A bipartisan organization supporting US state legislatures has published a new report providing an overview of state action and policy options for legislators who are interested in preserving nuclear assets in their state.
The National Conference of State Legislatures (NCSL) report, State options to keep nuclear in the mix, provides background on the current situation of US nuclear power plants and discusses the policies, trends and market conditions that have led to the current environment.
The report says that, while nuclear power provides almost 20% of the USA's electricity generation, some nuclear plants in restructured electricity markets are finding it difficult to adapt to changes brought about by competing energy sources and relatively low growth in electricity demand. This has challenged nuclear's place in the energy mix and drawn the attention of utilities, regulators, federal officials and state policymakers.
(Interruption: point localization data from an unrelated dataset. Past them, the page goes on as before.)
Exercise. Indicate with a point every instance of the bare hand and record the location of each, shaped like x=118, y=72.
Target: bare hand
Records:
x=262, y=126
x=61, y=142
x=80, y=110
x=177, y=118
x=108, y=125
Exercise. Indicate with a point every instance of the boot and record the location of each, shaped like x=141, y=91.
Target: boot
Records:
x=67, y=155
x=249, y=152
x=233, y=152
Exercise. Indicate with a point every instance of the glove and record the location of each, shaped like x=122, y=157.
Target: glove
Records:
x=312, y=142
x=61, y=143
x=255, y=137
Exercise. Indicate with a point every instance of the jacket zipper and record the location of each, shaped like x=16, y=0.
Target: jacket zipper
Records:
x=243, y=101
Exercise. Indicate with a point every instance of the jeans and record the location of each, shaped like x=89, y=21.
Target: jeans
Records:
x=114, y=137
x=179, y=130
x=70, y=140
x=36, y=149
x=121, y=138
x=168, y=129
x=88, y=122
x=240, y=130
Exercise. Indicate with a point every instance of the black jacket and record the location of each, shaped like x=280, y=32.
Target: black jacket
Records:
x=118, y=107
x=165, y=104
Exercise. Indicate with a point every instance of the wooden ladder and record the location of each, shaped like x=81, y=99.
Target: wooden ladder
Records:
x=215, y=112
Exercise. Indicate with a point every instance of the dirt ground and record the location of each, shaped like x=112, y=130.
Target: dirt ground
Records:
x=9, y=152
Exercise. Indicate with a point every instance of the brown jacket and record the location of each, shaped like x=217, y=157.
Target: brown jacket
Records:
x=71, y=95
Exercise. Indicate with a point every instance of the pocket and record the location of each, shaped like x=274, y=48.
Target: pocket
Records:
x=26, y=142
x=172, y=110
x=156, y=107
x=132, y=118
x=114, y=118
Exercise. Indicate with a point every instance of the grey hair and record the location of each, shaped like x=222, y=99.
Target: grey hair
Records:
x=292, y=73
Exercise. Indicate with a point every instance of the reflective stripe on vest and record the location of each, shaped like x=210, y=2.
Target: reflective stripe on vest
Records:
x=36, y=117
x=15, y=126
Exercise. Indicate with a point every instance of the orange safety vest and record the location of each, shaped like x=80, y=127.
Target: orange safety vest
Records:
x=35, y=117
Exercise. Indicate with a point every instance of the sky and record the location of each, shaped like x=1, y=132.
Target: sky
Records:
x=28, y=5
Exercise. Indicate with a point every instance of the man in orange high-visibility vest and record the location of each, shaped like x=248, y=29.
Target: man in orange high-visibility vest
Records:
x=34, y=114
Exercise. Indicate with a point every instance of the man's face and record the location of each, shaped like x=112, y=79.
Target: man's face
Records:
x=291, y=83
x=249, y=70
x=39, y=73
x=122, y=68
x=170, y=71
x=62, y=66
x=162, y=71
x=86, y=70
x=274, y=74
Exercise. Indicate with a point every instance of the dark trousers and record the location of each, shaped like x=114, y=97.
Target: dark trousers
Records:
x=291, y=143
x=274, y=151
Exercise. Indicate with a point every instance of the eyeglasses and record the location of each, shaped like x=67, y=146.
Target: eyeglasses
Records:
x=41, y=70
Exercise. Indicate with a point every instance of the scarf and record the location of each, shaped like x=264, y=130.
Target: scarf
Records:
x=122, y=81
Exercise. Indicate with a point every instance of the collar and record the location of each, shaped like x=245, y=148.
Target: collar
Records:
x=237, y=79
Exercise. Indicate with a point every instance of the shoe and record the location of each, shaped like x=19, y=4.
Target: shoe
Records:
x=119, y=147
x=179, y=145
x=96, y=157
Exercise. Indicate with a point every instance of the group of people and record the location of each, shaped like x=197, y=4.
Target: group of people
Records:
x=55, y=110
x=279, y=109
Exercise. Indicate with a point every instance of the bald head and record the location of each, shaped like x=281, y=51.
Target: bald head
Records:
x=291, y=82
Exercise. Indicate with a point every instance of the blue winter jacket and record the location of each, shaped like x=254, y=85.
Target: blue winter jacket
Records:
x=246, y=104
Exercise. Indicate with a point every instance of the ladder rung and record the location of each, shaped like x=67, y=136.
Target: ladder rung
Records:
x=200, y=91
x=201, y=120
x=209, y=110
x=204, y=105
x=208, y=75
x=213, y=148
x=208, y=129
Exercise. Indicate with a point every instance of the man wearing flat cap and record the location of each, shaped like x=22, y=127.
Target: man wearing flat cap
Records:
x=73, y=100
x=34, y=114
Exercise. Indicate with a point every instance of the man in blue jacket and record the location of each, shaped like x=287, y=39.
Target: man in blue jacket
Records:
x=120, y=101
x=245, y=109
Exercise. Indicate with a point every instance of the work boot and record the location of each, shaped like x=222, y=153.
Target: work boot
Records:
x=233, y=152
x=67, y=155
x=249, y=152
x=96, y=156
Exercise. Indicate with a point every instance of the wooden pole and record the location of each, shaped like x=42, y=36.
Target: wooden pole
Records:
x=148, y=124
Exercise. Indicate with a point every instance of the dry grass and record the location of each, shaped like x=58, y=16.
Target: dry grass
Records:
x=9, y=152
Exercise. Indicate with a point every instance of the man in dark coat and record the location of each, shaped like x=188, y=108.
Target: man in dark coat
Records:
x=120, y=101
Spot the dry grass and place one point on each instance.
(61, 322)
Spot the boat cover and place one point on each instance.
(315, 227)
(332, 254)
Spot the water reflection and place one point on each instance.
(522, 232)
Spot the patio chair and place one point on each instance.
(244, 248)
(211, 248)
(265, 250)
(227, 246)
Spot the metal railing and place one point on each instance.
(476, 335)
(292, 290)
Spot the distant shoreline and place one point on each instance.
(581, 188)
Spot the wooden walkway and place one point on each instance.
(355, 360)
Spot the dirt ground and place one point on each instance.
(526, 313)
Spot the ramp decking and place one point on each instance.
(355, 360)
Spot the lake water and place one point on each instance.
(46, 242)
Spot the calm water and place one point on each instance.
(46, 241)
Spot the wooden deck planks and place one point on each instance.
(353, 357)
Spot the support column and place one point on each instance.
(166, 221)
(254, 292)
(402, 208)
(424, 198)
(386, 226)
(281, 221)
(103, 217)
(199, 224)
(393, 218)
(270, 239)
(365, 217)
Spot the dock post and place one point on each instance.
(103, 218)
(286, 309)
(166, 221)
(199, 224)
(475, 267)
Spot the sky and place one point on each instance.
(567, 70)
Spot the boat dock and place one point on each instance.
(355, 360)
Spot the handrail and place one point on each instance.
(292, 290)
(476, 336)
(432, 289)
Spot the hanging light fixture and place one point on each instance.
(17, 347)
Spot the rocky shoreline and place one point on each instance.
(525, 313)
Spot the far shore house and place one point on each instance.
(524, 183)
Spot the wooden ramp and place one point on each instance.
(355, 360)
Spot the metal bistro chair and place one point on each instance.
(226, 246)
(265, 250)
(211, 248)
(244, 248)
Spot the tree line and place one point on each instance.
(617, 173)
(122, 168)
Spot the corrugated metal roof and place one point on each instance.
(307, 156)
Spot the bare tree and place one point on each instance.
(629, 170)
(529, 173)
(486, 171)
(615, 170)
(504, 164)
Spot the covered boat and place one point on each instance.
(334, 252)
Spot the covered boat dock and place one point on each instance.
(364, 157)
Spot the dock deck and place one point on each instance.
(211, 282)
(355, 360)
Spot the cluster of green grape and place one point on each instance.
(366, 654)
"Although a number of reasons drive why legislators are exploring policies that support nuclear generation, primary factors include the high reliability of nuclear power, its carbon-free emissions profile and nuclear's economic contribution to states," the report notes.
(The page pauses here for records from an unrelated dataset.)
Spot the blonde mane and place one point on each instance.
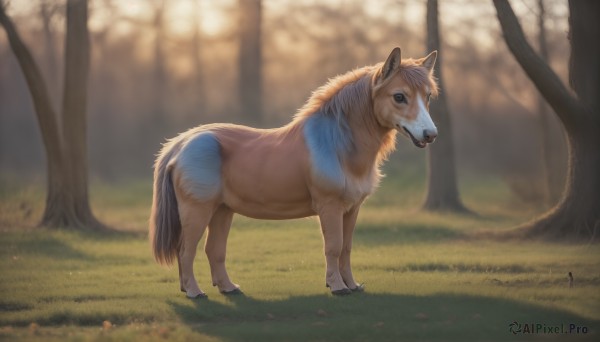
(335, 93)
(352, 92)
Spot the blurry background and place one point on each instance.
(159, 67)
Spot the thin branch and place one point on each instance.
(547, 82)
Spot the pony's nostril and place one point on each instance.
(429, 136)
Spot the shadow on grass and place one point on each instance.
(398, 235)
(363, 317)
(59, 244)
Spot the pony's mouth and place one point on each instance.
(419, 144)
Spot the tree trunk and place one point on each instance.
(442, 191)
(77, 65)
(577, 215)
(250, 60)
(51, 66)
(200, 106)
(551, 133)
(67, 203)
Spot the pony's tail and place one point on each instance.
(165, 225)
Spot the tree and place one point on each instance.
(550, 130)
(577, 215)
(67, 199)
(250, 59)
(442, 190)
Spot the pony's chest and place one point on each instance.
(358, 188)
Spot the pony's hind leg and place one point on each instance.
(194, 219)
(216, 249)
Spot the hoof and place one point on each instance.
(233, 292)
(342, 292)
(198, 296)
(359, 288)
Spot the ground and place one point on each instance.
(426, 276)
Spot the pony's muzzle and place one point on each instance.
(429, 135)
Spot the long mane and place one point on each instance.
(351, 94)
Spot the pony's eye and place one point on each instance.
(399, 98)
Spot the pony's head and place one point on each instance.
(401, 92)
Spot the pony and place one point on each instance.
(325, 162)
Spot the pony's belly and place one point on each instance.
(270, 210)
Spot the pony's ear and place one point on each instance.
(429, 61)
(391, 64)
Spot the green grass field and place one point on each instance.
(426, 277)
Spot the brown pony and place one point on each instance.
(325, 162)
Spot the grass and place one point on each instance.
(426, 279)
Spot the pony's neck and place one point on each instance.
(372, 142)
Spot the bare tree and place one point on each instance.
(577, 215)
(442, 190)
(250, 59)
(552, 135)
(67, 200)
(200, 103)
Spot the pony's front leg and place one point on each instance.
(331, 218)
(345, 268)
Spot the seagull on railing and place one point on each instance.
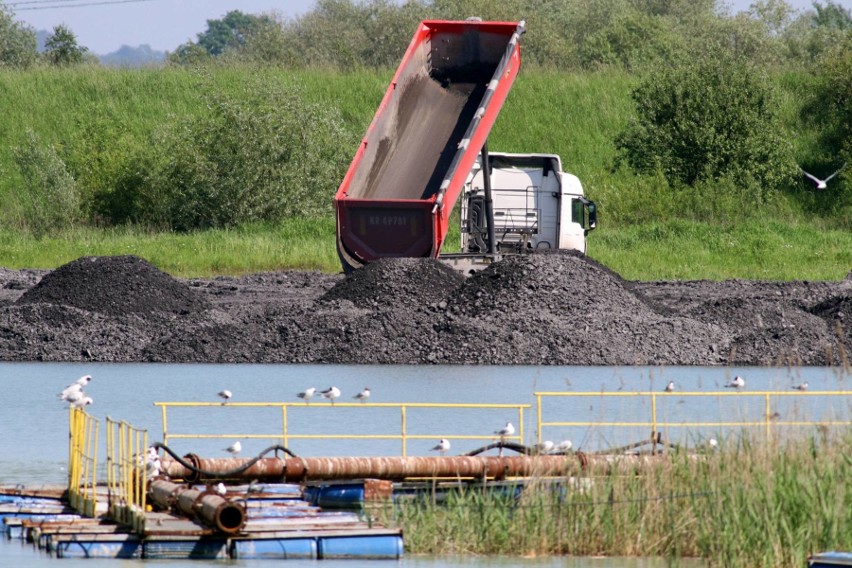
(823, 183)
(307, 394)
(443, 447)
(363, 395)
(737, 383)
(331, 393)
The report suggests a number of policy options that states who set themselves the goal of retaining the current nuclear fleet could consider to relieve some of the pressures placed on operating nuclear facilities. It aims to provide legislators with a suite of possible options such as zero-emissions credits, tax incentives, the creation of state-wide nuclear mandates, and clean energy subsidy payments.
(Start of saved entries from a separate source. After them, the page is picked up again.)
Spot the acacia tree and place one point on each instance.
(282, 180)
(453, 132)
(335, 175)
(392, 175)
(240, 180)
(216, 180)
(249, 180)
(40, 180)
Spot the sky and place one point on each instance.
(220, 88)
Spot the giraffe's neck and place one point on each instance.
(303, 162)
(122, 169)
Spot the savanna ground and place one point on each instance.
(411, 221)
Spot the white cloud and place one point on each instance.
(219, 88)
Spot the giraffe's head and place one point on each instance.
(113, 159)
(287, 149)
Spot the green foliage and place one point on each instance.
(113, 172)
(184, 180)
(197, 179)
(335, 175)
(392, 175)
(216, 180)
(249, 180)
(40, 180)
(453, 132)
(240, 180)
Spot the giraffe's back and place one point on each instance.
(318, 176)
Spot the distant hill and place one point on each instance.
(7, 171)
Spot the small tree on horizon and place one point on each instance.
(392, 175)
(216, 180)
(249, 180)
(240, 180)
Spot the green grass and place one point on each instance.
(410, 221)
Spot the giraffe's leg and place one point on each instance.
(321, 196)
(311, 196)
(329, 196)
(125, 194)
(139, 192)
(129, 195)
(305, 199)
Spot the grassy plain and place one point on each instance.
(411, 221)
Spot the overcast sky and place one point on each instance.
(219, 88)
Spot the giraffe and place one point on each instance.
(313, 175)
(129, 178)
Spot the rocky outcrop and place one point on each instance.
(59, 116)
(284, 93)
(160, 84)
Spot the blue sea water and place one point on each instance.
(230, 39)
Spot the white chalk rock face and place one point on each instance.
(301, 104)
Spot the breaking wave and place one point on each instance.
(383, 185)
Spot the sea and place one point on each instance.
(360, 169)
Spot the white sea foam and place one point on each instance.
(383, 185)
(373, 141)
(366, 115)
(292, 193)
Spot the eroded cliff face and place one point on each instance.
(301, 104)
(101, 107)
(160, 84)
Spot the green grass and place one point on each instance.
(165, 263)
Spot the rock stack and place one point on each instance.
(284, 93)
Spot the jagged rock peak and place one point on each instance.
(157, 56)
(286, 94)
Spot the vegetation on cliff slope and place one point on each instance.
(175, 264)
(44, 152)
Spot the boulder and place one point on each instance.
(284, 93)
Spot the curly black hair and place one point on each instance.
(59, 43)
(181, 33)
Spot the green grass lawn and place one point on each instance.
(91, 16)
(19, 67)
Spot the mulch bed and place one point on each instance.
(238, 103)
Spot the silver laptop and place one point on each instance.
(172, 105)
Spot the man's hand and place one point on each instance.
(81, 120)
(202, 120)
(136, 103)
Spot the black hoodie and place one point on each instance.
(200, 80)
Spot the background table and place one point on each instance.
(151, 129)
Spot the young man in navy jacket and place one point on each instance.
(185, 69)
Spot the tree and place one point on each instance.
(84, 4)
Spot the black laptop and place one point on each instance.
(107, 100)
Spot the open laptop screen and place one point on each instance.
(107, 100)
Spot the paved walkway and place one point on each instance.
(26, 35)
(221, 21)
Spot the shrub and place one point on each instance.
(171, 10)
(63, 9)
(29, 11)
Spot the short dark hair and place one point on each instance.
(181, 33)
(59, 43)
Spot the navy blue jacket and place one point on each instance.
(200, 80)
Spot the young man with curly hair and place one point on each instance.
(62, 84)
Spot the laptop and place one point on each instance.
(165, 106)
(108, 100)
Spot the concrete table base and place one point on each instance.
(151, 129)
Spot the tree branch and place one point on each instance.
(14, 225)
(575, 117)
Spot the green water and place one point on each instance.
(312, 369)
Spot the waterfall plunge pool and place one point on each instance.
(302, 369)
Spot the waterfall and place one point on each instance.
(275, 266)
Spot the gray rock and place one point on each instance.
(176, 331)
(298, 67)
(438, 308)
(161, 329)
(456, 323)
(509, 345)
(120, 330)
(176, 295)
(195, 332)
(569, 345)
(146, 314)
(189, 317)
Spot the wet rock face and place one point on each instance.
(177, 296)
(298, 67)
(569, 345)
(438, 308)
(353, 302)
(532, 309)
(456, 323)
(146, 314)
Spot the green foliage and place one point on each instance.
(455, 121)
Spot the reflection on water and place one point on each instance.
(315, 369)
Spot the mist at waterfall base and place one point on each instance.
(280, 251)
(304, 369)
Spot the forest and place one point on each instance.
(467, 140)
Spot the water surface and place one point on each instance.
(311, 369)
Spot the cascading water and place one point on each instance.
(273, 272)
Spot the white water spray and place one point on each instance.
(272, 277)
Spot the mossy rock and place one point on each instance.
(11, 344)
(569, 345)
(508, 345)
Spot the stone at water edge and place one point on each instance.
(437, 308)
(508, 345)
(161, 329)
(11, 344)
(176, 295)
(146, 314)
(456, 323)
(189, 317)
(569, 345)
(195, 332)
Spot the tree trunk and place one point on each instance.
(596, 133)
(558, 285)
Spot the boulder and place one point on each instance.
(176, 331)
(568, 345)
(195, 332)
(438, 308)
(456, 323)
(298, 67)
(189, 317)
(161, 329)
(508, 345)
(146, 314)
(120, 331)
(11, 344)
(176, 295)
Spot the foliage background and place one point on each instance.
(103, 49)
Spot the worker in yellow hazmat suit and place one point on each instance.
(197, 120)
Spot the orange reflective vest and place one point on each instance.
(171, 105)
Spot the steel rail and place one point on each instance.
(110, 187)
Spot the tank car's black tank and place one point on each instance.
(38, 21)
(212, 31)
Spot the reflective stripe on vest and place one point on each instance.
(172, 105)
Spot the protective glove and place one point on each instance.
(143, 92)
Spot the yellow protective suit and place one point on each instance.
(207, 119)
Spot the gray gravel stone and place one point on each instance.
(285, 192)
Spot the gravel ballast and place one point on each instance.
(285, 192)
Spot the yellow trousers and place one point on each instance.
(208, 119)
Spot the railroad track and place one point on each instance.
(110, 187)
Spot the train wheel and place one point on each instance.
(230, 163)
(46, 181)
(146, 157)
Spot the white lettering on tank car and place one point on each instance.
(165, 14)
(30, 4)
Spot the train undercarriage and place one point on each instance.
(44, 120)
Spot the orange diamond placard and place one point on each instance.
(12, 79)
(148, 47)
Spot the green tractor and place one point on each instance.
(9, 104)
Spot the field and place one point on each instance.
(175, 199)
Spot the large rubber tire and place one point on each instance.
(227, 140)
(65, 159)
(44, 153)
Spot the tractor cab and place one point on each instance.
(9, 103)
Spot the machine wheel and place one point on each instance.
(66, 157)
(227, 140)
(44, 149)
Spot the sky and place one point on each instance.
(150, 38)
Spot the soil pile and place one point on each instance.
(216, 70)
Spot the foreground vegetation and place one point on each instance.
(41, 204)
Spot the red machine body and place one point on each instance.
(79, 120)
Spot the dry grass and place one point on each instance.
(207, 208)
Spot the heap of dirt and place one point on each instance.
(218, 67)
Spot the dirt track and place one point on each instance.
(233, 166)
While making case studies of recent legislation enacted to preserve nuclear capacity in Illinois and New York, the authors note that individual state needs may differ. Legislatures may therefore want to consider a variety of policies to retain their most at-risk nuclear plants.
Report authors Daniel Shea and Kristy Hartman said the report aims to raise awareness and foster dialogue. "The nation's nuclear facilities are facing an unprecedented array of challenges as nuclear power looks to compete in a rapidly changing energy market," they said. "State legislatures play a critical role in determining the future of US nuclear power. At least 21 states are considering measures to support the continued use of nuclear generation in recent legislative sessions. In the final months of 2016, Illinois and New York took action to prevent the premature closure of several nuclear plants, but across the country, challenges remain."
Christine Csizmadia, director of state governmental affairs and advocacy at the US Nuclear Energy Institute, said state legislatures played a vital role in developing policies affecting the viability of existing nuclear power plants. She said the report presented state policymakers with "an array of solutions" to choose from. "Every state is unique and so will be their approach to energy planning. That is why NCSL's report is such a comprehensive tool for state legislators", Csizmadia said.